Finding collision probability of hash function using modulo operation

Question

I have a hash function which maps elements from a set A to another set B. The size of the two sets are n and m respectively (with n >> m). The hash function is of the form -

$h: x' = x \; (mod \; m) \; | \; x \in A \;,\; x' \in B$

Thus, the elements in set B would be $\{0,1,2...(m-1)\}$. I want to compute the collision probability for any two elements in A ?

Any type of help would be highly appreciated.

Answer 1

The collision probability of Modulo hash function occurs for each couple of preimages located from a distance of $km$ for each integer $k<\frac{n}{m}$. But if $m$ doesn't divide $n$, there should be some side cases.

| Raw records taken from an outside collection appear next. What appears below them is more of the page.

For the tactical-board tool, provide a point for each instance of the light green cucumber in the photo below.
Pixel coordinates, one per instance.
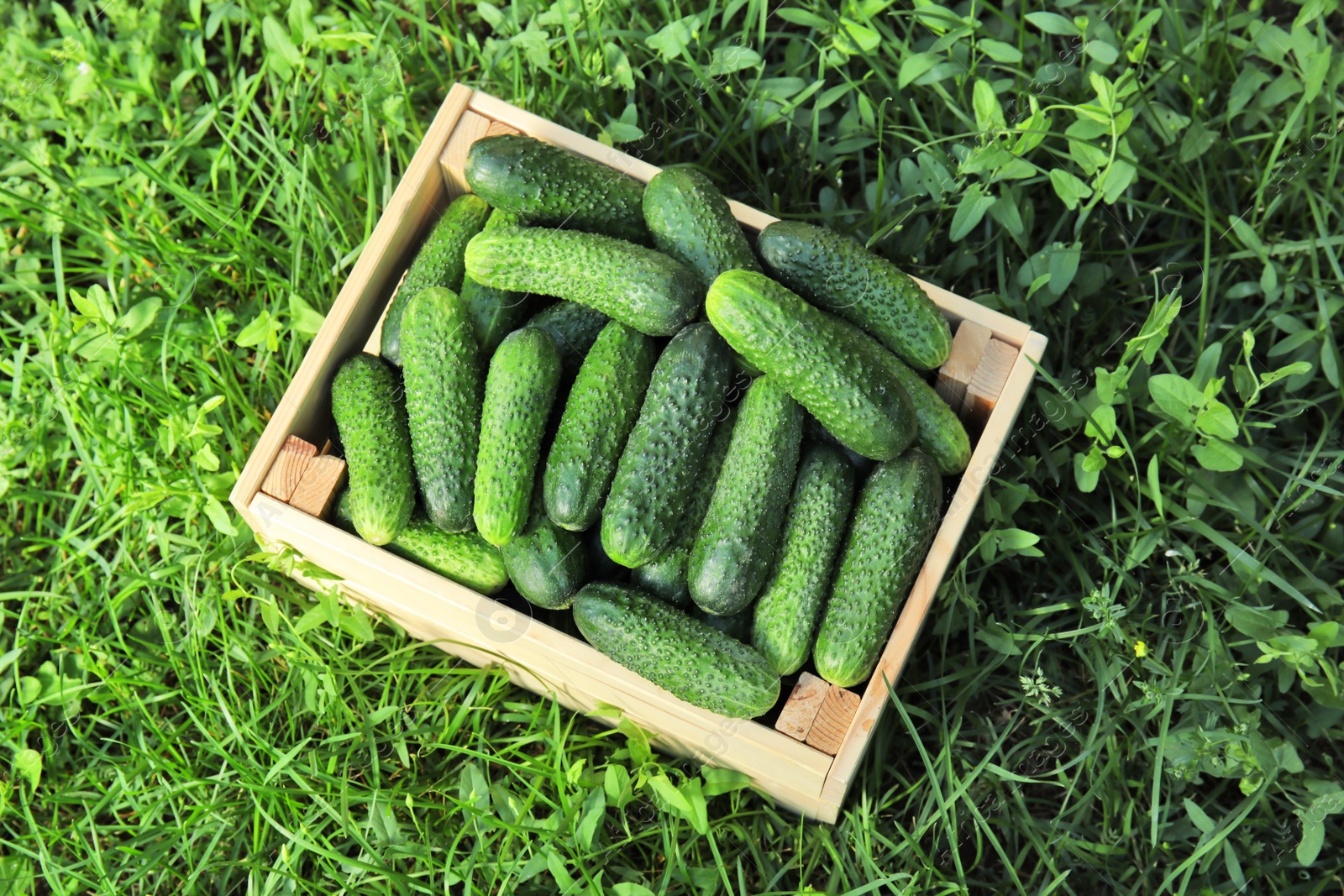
(696, 663)
(691, 222)
(665, 450)
(551, 187)
(598, 417)
(519, 391)
(371, 419)
(638, 286)
(437, 264)
(665, 577)
(463, 557)
(827, 364)
(546, 563)
(894, 521)
(839, 275)
(941, 434)
(790, 600)
(741, 531)
(444, 385)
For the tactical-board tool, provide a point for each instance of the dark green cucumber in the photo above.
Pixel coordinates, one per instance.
(741, 531)
(665, 450)
(598, 417)
(519, 391)
(665, 577)
(443, 372)
(495, 312)
(551, 187)
(893, 526)
(941, 434)
(638, 286)
(371, 418)
(437, 264)
(463, 557)
(790, 600)
(839, 275)
(696, 663)
(546, 563)
(691, 222)
(573, 327)
(827, 364)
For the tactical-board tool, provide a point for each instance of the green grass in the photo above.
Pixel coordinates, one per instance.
(1129, 684)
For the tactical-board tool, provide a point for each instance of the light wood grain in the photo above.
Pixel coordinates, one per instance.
(534, 654)
(288, 469)
(987, 383)
(837, 711)
(968, 344)
(316, 492)
(803, 707)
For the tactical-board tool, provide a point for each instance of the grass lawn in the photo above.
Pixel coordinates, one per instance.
(1129, 684)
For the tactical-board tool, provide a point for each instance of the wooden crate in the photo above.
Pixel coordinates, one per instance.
(810, 768)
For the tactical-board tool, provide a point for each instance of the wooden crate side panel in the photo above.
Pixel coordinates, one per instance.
(537, 656)
(931, 577)
(306, 405)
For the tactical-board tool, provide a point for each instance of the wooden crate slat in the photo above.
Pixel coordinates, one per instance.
(316, 492)
(801, 710)
(288, 470)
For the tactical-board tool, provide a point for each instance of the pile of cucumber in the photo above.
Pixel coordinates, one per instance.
(725, 459)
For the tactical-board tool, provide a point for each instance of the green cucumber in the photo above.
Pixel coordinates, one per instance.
(665, 450)
(839, 275)
(665, 577)
(495, 312)
(573, 327)
(691, 222)
(638, 286)
(437, 264)
(463, 557)
(696, 663)
(598, 417)
(551, 187)
(894, 523)
(941, 434)
(519, 391)
(741, 531)
(790, 602)
(444, 385)
(546, 563)
(827, 364)
(371, 419)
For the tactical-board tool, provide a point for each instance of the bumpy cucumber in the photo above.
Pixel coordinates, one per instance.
(444, 385)
(790, 602)
(371, 418)
(638, 286)
(551, 187)
(463, 557)
(691, 222)
(573, 327)
(827, 364)
(598, 416)
(546, 563)
(519, 391)
(692, 660)
(665, 577)
(437, 264)
(839, 275)
(741, 531)
(893, 526)
(941, 434)
(495, 312)
(665, 450)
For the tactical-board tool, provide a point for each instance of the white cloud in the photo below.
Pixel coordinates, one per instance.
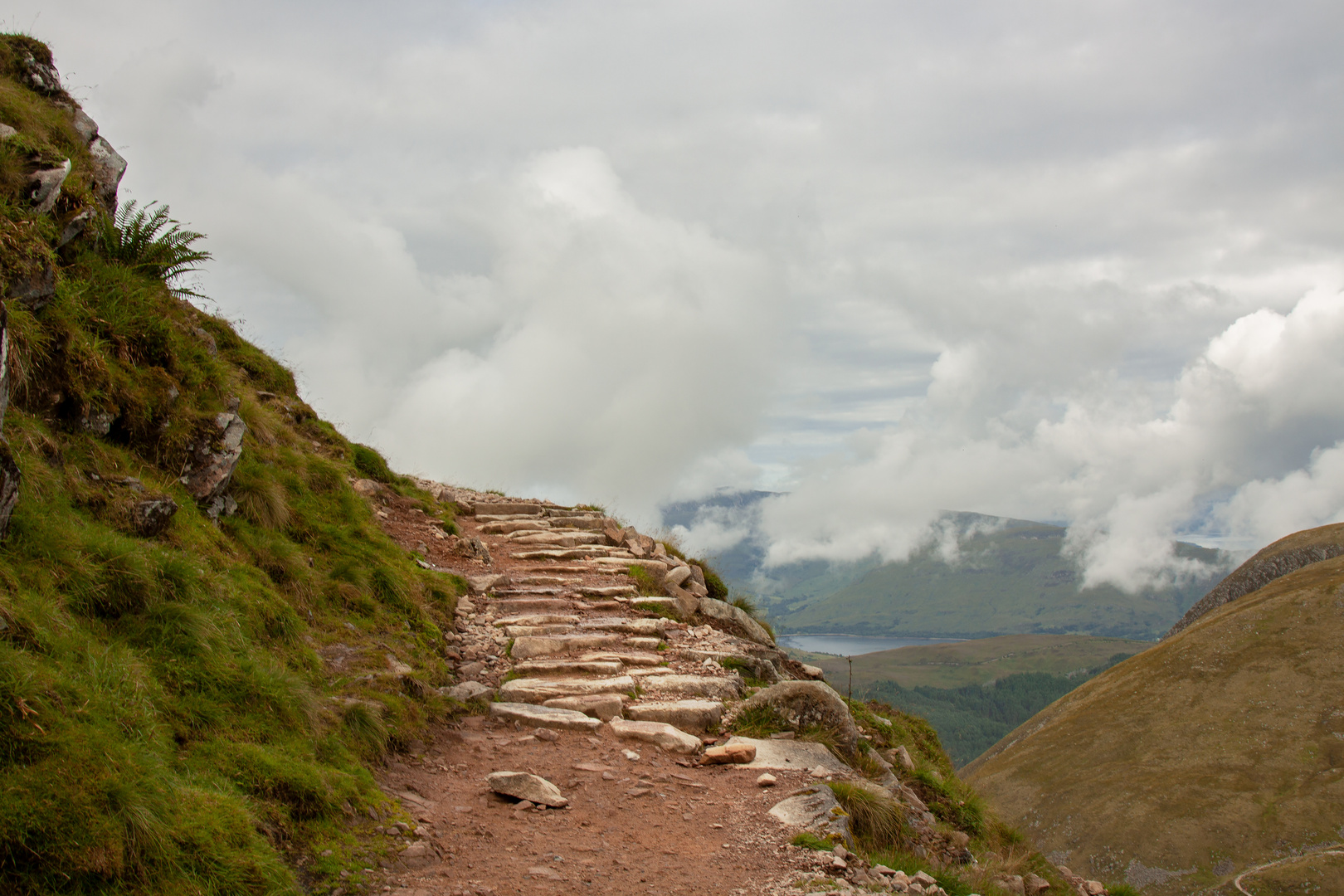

Let $k$ to be $\lfloor\frac{n}{m}\rfloor$

• For two elements where one's index is located beyond $km$, the number of eventualities sums to $\binom{1}{k}(n \mod[m])$
• If one element doesn't exceed this threshold or $m | n$, the occurences are just $\binom{2}{k}(m)$

To calculate the propability add up the two cases $P=P(Case_1)+P(Case_2)$ where $P(C_1\cap C_2)=0$ , the number to divide on is $\binom{1}{km}$ for the first case and $\binom{2}{km}$ in the other case.